La imagen desde afuera. César Charlone, Sebastián Bednarik y Andrés Varela, que durante varias temporadas trabajó como actor de la compañía de Philippe Genty, se mudaron a Francia para compartir durante más de un mes la vida de Genty y Mary Underwood, en una casa en medio de un bosque en la Bretaña. Una vida solitaria y silenciosa, rodeada de naturaleza y luz solar. La casa vista desde afuera, con muchas ventanas sin veladuras, parece, por momentos, la verdadera protagonista del documental, el escenario retratado con la capacidad habitual (y extraordinaria) de Charlone en el que una pareja de ancianos “actúan”, realizan, su historia de amor. Como espectadores, comprendemos que algo más se está cociendo ahí.
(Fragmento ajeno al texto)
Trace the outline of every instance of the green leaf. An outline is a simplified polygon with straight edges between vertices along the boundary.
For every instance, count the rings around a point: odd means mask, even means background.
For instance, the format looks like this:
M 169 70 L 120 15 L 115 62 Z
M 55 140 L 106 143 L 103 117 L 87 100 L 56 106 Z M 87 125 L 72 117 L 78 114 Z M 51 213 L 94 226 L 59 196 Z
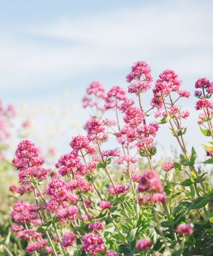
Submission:
M 211 165 L 213 165 L 213 157 L 209 158 L 208 159 L 202 162 L 203 163 L 210 163 Z
M 181 128 L 178 130 L 177 135 L 178 136 L 183 135 L 186 133 L 187 128 Z
M 105 162 L 103 162 L 103 161 L 101 161 L 101 162 L 99 162 L 98 164 L 97 164 L 97 167 L 98 169 L 99 168 L 105 168 L 106 166 L 106 164 Z
M 184 165 L 184 166 L 189 165 L 190 163 L 189 163 L 188 160 L 187 159 L 186 157 L 184 155 L 180 154 L 180 163 L 182 165 Z
M 208 199 L 206 197 L 199 197 L 197 198 L 193 203 L 189 205 L 188 210 L 191 210 L 192 209 L 199 209 L 202 208 L 208 203 Z
M 190 159 L 190 165 L 192 166 L 194 165 L 196 158 L 197 158 L 197 154 L 196 153 L 195 149 L 192 147 Z
M 108 165 L 111 163 L 112 160 L 113 159 L 113 157 L 109 157 L 105 162 L 105 164 L 106 165 Z
M 157 151 L 157 149 L 156 147 L 152 147 L 152 149 L 150 149 L 149 150 L 150 155 L 154 155 L 156 154 L 156 151 Z
M 211 133 L 208 129 L 202 129 L 202 127 L 200 126 L 200 130 L 204 135 L 208 137 L 211 136 Z
M 209 146 L 208 145 L 202 144 L 204 148 L 206 150 L 213 150 L 213 146 Z
M 181 171 L 182 170 L 181 165 L 180 163 L 174 162 L 174 169 L 176 169 L 176 171 Z
M 193 179 L 187 179 L 185 181 L 180 183 L 180 185 L 184 187 L 188 187 L 190 186 L 192 184 L 194 183 Z
M 128 232 L 127 237 L 126 237 L 128 241 L 131 242 L 132 241 L 136 240 L 136 235 L 137 230 L 138 230 L 138 228 L 136 227 L 130 230 L 129 232 Z
M 170 117 L 168 115 L 167 117 L 162 118 L 159 122 L 157 122 L 157 123 L 159 123 L 159 125 L 162 125 L 163 123 L 168 123 L 170 119 Z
En los primeros minutos de película, Philippe Genty no habla. Es un anciano trabajando concentrado en un cráneo de marioneta, dibujando u observando imágenes en su computadora. Son otros logos los que se expresan por él. Por un lado: el pasado. Una revisión de su vasta obra teatral y una selección de secuencias de reportajes de otros tiempos, en los que su voz joven comenta los estímulos que lo llevaron a crear. Y, por otro lado, las personas claves en su vida: Mary Underwood, su compañera, Roy Genty, su hijo, y Eric de Sarria, su actor fetiche y escudero. Pero es sobre todo la casa, y la relación entre sus ocupantes, lo que constituye el núcleo de estas secuencias iniciales. “¿Se enamoró de Philippe o de las marionetas?”, le pregunta una periodista a Mary Underwood. “Al principio de Philippe…”, responde ella, con sorna. Y ese enamoramiento, por Philippe y por las marionetas, es lo que atestiguamos.
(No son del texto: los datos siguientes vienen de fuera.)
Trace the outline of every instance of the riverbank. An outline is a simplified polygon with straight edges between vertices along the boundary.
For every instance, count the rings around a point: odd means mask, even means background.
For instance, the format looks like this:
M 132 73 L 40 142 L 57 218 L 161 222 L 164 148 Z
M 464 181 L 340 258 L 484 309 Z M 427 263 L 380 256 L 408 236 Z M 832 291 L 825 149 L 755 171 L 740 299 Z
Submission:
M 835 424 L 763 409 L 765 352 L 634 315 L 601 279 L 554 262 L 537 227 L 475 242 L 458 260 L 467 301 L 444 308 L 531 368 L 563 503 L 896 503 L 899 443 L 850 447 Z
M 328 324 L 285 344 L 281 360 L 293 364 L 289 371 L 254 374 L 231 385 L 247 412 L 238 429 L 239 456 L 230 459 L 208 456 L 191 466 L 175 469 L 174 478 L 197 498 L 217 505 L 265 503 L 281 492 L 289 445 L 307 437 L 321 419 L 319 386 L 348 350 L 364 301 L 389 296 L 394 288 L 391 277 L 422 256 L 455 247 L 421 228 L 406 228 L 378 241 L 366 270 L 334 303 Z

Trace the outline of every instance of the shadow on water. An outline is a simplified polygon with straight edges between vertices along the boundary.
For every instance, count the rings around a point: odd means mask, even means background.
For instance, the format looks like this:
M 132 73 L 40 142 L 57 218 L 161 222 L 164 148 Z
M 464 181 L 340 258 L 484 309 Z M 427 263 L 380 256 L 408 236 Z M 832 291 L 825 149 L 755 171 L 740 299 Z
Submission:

Así, a través de otras instancias discursivas, vamos descubriendo al protagonista del film. Un creador tan impactante y con una riqueza visual tan seductora, que por momentos sentimos la necesidad de abandonar la película para ponernos a buscar registros ampliados de los ejemplos que se nos brindan, en una selección hecha con esmero y evidente conocimiento de causa. Aprendemos que Genty, aunque desconocido para los uruguayos, es un marionetista ampliamente reconocido en Francia, y otros países, como uno de los mejores de todos los tiempos en su rubro, y lo que vemos en pantalla, da testimonio de ello. También sabemos que fue una inmersión profunda en el psicoanálisis, derivada de un conflicto por la muerte de su padre cuando él era niño, lo que hizo estallar las potentes imágenes oníricas que son la piedra de toque de su obra. El teatro, en su concepción, existe para quebrar la realidad, no para replicarla. La lengua habla de otra manera en sus creaciones. “Por el lenguaje muchas veces llegaba a escapar del lenguaje”, comenta Roy Genty. Es como si estuviéramos ingresando en un mundo de sueños en el que el protagonista es el inconsciente del espectador.
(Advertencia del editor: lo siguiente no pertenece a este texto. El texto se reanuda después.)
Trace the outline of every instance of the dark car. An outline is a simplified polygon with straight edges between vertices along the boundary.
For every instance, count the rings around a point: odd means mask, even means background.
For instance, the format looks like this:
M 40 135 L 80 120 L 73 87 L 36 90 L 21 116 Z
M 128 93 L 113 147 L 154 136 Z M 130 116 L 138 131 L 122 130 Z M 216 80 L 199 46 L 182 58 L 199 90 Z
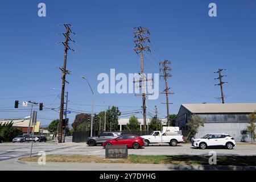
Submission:
M 104 132 L 96 136 L 87 138 L 86 143 L 90 146 L 94 146 L 97 144 L 102 144 L 103 143 L 109 140 L 113 140 L 117 137 L 122 135 L 122 133 Z
M 5 142 L 5 139 L 3 137 L 0 136 L 0 143 L 3 143 Z
M 36 137 L 39 138 L 38 140 L 39 142 L 46 142 L 46 141 L 47 140 L 47 139 L 46 138 L 46 137 L 45 136 L 36 136 Z

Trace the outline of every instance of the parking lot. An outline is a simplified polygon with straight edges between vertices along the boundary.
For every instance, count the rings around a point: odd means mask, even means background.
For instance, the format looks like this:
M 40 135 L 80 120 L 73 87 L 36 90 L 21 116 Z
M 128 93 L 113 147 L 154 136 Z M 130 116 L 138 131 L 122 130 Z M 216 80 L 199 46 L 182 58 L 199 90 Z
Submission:
M 28 156 L 30 154 L 31 143 L 0 143 L 0 161 Z M 208 155 L 215 151 L 219 155 L 256 155 L 256 145 L 238 144 L 233 150 L 225 148 L 195 148 L 191 144 L 179 144 L 170 147 L 168 144 L 150 144 L 140 149 L 129 149 L 129 154 L 135 155 Z M 44 151 L 47 155 L 97 155 L 105 156 L 105 149 L 101 146 L 88 146 L 85 143 L 67 142 L 56 143 L 54 142 L 34 143 L 32 155 Z

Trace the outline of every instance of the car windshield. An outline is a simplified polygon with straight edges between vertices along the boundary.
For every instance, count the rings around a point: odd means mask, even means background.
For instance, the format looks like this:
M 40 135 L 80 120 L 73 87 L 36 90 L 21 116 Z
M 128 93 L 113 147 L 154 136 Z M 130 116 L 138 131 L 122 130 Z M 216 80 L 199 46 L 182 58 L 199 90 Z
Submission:
M 203 136 L 203 137 L 201 138 L 208 138 L 209 136 L 210 136 L 210 134 L 207 134 L 207 135 L 206 135 Z

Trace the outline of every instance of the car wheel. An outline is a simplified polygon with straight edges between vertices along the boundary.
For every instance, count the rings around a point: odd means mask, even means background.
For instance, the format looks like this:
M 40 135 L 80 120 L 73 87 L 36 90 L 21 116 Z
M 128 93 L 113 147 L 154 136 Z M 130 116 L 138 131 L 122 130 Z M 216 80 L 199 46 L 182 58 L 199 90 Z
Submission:
M 109 146 L 111 146 L 112 145 L 112 143 L 110 143 L 110 142 L 107 143 L 106 144 L 106 148 L 108 147 L 109 147 Z
M 229 150 L 231 150 L 231 149 L 233 149 L 233 147 L 234 147 L 234 145 L 231 142 L 228 142 L 226 144 L 226 148 L 228 148 Z
M 145 144 L 144 144 L 144 146 L 146 147 L 149 146 L 149 141 L 148 140 L 145 140 Z
M 90 140 L 88 143 L 89 143 L 89 146 L 95 146 L 94 140 Z
M 199 144 L 199 147 L 200 147 L 201 149 L 205 149 L 207 146 L 207 144 L 204 142 L 202 142 Z
M 172 139 L 171 140 L 171 142 L 170 142 L 169 144 L 171 146 L 176 147 L 177 146 L 177 142 L 176 140 Z
M 139 148 L 139 144 L 137 142 L 135 142 L 133 144 L 133 148 L 134 149 L 138 149 Z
Justo al final de primer tercio de película nos enteramos por qué es que él no habla. Hace algunos años, la mañana después de una función en Noruega, Philippe se despertó con una parálisis y la capacidad de emitir sólo dos palabras, que ni siquiera estaban en su idioma, el francés, sino en el de su mujer, el inglés: “yes” y “no”. Descubrimos así cuál es el verdadero viaje: la lucha de un hombre y una mujer para recuperar el habla. O para vivir y crear sin ella. “Tu escritura no es fácil de entender, antes no era fácil, y ahora menos” le dice Eric de Sarria al Philippe afásico. “¿De qué habla el guión, grosso modo? ¿Habla de huidas?”, le pregunta.

 

La imagen desde adentro. “Si no puedo crear me pego un tiro”, dice Mary Underwood que le había confesado Philippe antes de tener el ACV. Lo que sigue, por lo tanto, es visto como la epopeya de un creador que ha coqueteado durante toda su obra con prescindir del lenguaje, y ahora es puesto, por el Verdadero titiritero (sea cual sea el nombre que cada uno le asigne a esa instancia), y con la ironía que lo caracteriza, en el lugar de una de sus marionetas.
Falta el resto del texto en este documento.